Holga, Holga... sweet, sweet Holga. With the level of love I have for these images Holga will be the name of my third child.
I became intruiged by Holga after perusing galleries on Flickr. But just like with most films and cameras that spark an interest, I see forms that compel me, but rarely the content to match. That was how I got started on SX-70 - seeing flowers and adult portraits and thinking, "photographs of children would be incredible in this form." So also with Holga.
For those new to this camera, it's plastic. It feels like a cloud in your hand. It makes you feel like nothing can possibly be happening when you press the shutter. Which is a loud tink before you manually advance the film. It has less heft than a disposable, if you can picture it. It's called a toy camera for a reason.
Have you seen that documentary about rock 'n roll with The Edge, Jack White and Jimmy Page? The Edge is the technician; equivalent in photographer terms to the gear-head with eight lenses for photographing the bald eagle that passes over an obscure rock formation 80 miles from his house once a year. It's about the detail. He is master of form. Jimmy Page is the soulful one. Like a traditional, old-school film shooter, he feels the ins and outs in his bones. He understands the blacks and whites, dodging and burning. He is the old dog. And then there's Jack.
Jack shares a bit about his background (coming from of a family of 10 kids) and how thrift and ingenuity were central to his self-described low-income background in Detroit. It formed in him a passion for sound made on completely elemental objects. Remember making a guitar from string and a tissue box in kindergarten? He's that dude. And as a photographer Jack White would be using old brownies (he probably does), box cameras, and definitely, absolutely a Holga.
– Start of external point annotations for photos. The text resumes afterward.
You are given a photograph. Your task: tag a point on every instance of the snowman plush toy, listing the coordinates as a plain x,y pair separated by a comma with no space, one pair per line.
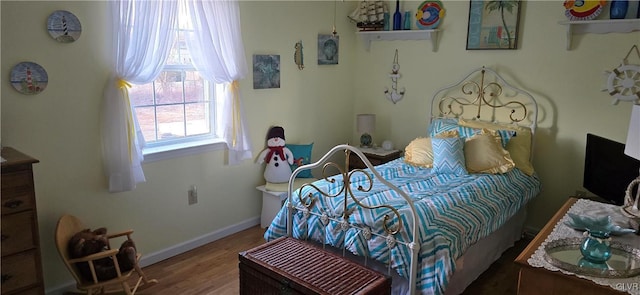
277,157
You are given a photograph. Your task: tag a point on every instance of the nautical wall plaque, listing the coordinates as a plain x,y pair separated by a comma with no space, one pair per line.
29,78
63,26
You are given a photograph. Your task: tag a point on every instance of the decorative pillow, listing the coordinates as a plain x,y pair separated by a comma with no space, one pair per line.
439,125
419,152
483,153
448,155
301,156
448,124
519,146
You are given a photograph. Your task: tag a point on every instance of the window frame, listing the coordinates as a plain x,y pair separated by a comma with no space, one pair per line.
189,144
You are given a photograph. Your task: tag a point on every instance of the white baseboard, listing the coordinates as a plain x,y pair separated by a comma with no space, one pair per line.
149,259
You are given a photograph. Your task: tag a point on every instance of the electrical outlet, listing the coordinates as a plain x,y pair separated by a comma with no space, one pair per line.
193,195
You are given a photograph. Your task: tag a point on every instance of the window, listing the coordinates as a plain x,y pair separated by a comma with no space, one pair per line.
178,109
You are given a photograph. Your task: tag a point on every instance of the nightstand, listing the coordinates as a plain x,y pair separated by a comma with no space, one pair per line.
534,280
376,156
271,204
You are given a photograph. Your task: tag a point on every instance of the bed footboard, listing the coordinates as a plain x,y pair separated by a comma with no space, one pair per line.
396,228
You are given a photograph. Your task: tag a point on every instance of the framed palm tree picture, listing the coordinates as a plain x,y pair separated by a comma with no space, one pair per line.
493,24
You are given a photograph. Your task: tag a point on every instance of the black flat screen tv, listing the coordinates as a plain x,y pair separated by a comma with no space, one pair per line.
607,170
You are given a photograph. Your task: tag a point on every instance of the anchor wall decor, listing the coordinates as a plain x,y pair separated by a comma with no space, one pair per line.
623,82
394,95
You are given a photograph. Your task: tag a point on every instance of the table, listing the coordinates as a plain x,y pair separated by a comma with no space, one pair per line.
537,280
271,203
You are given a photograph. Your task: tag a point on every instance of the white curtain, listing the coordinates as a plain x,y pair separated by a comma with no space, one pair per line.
218,53
143,34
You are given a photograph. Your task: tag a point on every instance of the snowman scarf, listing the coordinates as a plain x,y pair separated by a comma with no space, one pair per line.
279,150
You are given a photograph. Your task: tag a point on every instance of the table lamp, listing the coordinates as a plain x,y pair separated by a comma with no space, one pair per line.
632,148
366,125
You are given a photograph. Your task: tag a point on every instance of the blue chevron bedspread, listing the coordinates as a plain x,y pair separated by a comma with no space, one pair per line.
454,212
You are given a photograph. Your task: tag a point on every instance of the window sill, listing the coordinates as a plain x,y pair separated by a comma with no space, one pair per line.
153,154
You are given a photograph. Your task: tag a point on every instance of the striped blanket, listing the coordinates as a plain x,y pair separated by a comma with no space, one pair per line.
454,212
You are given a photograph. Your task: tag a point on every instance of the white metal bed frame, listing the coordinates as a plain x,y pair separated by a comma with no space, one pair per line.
474,94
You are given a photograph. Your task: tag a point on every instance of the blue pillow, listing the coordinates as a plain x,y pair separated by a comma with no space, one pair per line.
301,156
448,156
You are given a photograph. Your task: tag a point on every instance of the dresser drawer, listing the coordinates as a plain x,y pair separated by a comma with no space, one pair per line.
17,202
19,271
17,233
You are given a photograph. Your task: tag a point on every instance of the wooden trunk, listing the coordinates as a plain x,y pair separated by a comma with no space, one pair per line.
290,266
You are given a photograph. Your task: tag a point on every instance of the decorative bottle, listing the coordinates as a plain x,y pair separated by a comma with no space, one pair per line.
618,9
407,20
387,21
397,17
595,247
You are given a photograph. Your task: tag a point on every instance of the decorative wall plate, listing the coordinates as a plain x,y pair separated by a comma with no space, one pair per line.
29,78
429,15
583,9
64,26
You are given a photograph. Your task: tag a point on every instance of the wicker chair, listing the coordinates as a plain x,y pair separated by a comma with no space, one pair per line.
69,225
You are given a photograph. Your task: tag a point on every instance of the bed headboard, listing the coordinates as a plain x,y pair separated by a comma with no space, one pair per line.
484,95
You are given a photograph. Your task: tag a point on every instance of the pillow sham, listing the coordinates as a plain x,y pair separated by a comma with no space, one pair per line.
419,152
519,146
441,125
483,153
448,155
301,156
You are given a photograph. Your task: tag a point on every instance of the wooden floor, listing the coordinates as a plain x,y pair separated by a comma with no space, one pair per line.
213,269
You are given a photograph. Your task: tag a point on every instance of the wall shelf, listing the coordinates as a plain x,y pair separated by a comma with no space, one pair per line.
368,36
603,26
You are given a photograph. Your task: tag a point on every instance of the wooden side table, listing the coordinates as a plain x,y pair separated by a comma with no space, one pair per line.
539,280
375,156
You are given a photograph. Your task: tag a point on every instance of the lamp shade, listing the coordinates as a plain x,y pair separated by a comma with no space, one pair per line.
366,123
632,147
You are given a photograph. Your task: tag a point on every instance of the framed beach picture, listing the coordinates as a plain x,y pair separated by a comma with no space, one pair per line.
493,24
328,49
266,71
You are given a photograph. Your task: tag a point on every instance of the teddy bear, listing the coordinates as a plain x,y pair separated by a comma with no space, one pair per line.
277,157
87,242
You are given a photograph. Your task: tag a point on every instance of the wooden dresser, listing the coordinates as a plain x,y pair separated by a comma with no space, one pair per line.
21,262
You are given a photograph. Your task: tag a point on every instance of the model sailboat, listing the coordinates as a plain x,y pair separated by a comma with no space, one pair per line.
369,15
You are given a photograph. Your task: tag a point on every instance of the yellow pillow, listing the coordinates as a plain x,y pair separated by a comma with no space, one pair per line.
519,147
419,152
483,153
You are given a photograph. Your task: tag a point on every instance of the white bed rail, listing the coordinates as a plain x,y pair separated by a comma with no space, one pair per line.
306,204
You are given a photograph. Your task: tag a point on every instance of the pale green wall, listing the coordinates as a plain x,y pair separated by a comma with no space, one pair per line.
567,85
60,125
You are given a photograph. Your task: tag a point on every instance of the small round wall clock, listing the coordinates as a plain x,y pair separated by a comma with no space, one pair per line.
29,78
63,26
429,15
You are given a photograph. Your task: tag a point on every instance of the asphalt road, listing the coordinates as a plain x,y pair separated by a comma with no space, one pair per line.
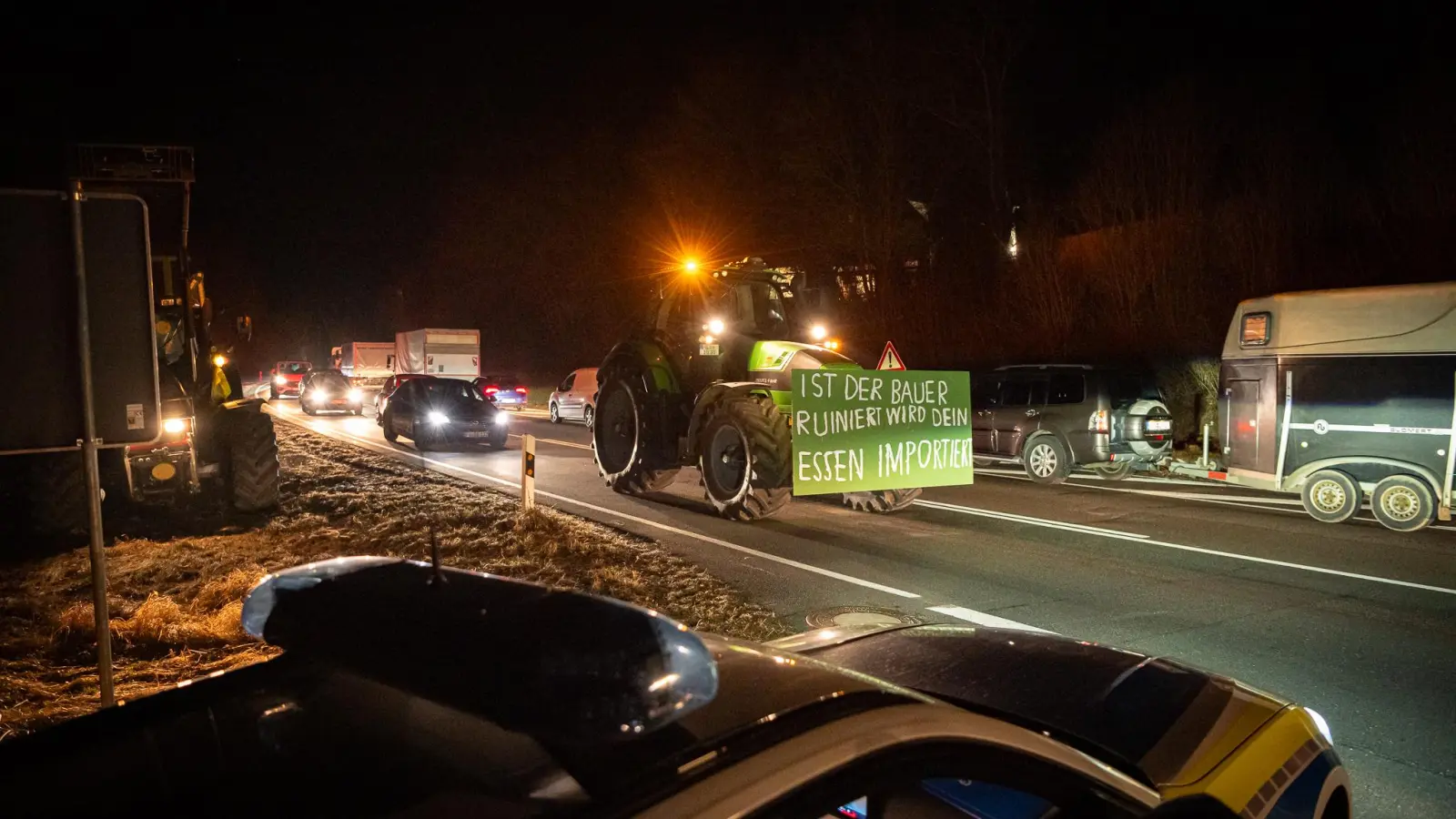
1351,620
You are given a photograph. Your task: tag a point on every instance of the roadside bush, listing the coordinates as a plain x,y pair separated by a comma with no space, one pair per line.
1191,389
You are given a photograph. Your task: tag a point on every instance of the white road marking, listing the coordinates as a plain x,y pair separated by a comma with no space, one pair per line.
612,511
1009,472
982,618
1148,541
1014,518
574,445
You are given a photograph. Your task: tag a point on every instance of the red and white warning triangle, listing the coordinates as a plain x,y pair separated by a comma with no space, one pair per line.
890,359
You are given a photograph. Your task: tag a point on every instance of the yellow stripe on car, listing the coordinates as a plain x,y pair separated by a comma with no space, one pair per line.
1252,765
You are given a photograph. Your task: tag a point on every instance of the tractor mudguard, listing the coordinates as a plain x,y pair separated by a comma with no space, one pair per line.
247,404
713,397
647,358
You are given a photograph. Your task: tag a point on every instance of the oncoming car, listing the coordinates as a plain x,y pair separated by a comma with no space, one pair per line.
436,413
288,378
414,690
328,390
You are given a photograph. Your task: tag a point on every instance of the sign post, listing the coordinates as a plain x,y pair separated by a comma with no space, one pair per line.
98,544
865,430
528,471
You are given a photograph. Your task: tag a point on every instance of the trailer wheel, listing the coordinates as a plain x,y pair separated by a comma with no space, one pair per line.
252,460
1402,503
1331,496
1047,460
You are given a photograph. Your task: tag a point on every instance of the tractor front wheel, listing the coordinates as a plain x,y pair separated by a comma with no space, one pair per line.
746,458
881,501
252,460
621,440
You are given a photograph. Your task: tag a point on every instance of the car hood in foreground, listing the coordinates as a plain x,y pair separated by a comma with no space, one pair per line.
1169,722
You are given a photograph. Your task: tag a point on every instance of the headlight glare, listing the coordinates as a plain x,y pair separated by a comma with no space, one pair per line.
1321,724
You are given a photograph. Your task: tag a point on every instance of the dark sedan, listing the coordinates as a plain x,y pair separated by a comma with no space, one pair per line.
328,390
433,411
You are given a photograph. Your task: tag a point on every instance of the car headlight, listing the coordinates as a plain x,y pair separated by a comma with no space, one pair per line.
1320,723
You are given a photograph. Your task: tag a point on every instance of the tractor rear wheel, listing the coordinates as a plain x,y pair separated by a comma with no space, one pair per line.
57,500
881,501
621,440
252,460
746,458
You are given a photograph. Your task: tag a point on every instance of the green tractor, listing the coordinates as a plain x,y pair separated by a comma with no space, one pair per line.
706,383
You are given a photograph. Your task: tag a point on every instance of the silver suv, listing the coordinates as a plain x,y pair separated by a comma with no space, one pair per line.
1055,417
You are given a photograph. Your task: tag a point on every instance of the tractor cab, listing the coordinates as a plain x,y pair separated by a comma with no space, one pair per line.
740,322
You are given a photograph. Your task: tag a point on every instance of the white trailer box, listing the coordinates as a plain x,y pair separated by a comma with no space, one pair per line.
368,361
446,353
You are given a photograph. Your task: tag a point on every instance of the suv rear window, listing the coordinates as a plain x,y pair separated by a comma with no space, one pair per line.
1067,388
1016,392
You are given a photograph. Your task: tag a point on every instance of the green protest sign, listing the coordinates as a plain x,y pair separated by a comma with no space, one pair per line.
858,430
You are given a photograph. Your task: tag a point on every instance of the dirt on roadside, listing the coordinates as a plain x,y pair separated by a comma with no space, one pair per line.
177,577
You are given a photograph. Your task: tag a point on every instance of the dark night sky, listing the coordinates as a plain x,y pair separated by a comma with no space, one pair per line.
327,155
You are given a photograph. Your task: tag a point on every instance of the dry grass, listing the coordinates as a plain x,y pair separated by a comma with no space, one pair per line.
175,601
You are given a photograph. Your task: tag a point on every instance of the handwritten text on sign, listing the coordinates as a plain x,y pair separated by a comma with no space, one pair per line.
858,430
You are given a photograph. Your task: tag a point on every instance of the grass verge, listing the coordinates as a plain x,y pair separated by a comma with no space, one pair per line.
177,577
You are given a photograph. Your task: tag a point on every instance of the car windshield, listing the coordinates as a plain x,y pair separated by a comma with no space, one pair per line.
450,388
1126,388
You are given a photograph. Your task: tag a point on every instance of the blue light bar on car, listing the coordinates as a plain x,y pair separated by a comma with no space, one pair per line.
529,658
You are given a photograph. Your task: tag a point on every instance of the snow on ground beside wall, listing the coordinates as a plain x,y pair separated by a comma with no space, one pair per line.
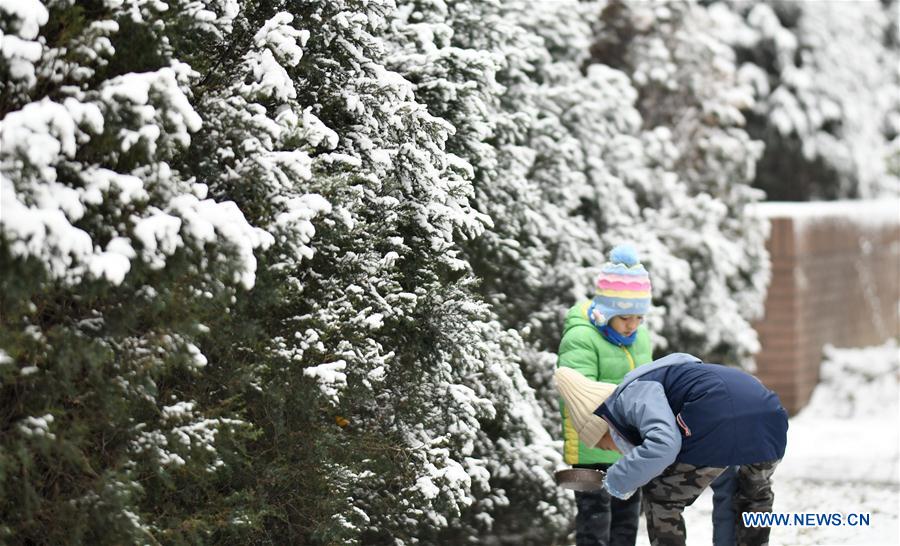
842,457
875,212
Although it does have a few manual controls, its a point and shoot. You the artist are dependent entirely on your eye, your heart and your skill to produce a photograph. There are crude, wonderful symbols atop the lens of one person, three people, a group and a mountain. Hard to mess up. As a maker, I absolutely thrive in these conditions. I love constraint. I love the nausea (yes nausea) of shooting film, especially knowing I only have 12 frames (or 10 in this case, because I accidentally overwound it at the start).
I once read in an Instagram post from a mother, "I am proud of how we are raising our kids." The thought was straightforward and beautiful. Pride in her work. I have tried to live in such a way where I can say that phrase to myself at the end of the night. Like life, it waxes, it wanes. I have found the same to be true with my work. But I am aiming for that goal, to be able to say: I am proud of the work I made. I feel that way with this roll, and for that I am grateful.
I took a different approach with this set. I asked a friend if I could photograph her daughter and paid her in flowers and gummy snacks. I made a shot list, half of physical starting points (like hands up or hugging yourself) and half of emotional states (small in a big world, light and shadow). Working this way draws out an entirely different skill set than I ever developed with digital. Of course the great benefit of digital is being able to click away, being highly responsive to your environment almost as though you're shooting video. A blessing and a curse.
With film I have a different workflow. I intend. The work is not documentary, it is not reactive. It is composed. A specific end is sought. One of my husband and my's favorite movies is Ratatouille (we love animation, okay?) in which the antagonist (a food critic) says, "If I don't love it, I don't swallow." Not only is that a good modus operandi in life generally but is also my filmic philosophy. If the composition is not perfect, I do not press the shutter. Naturally, this causes quality to rise.
I remember watching an interview with well-known wedding photographer Jonas Peterson in which the interviewer asked him, "So what do you shoot for fun?" He replied with a smile, "weddings." I loved that answer! I saw the clip during a time when I was still shooting families on digital, clawing for a justification to keep going when I found it grating at best. I would soon realize that it was because shooting families gave me access to the thing I love to photograph: children.
During this shoot there was a moment when I saw the light coming through my subject's hair. How can I describe the feeling? If panic were a good thing. Not bliss, not inspiration. A must-move-fast elation. An electricity, a happy panic. Photographing children on film is what gives me this delight. I have been thinking about why. Because of the juxtaposition I think; the innocence of childhood with the grit of film. Their great potential and great vulnerability. And film's tactile, worldly roots. A visual diary of curse and promise.
Do you shoot Holga? As a new convert, I am on fire for it and will try to convince you if you don't. That is, if you like dream-like imagery. If you connect with imperfection, distortion and filmic vignetting. And if you use photography as a portal, not to another world but to the world we know most intimately: feeling.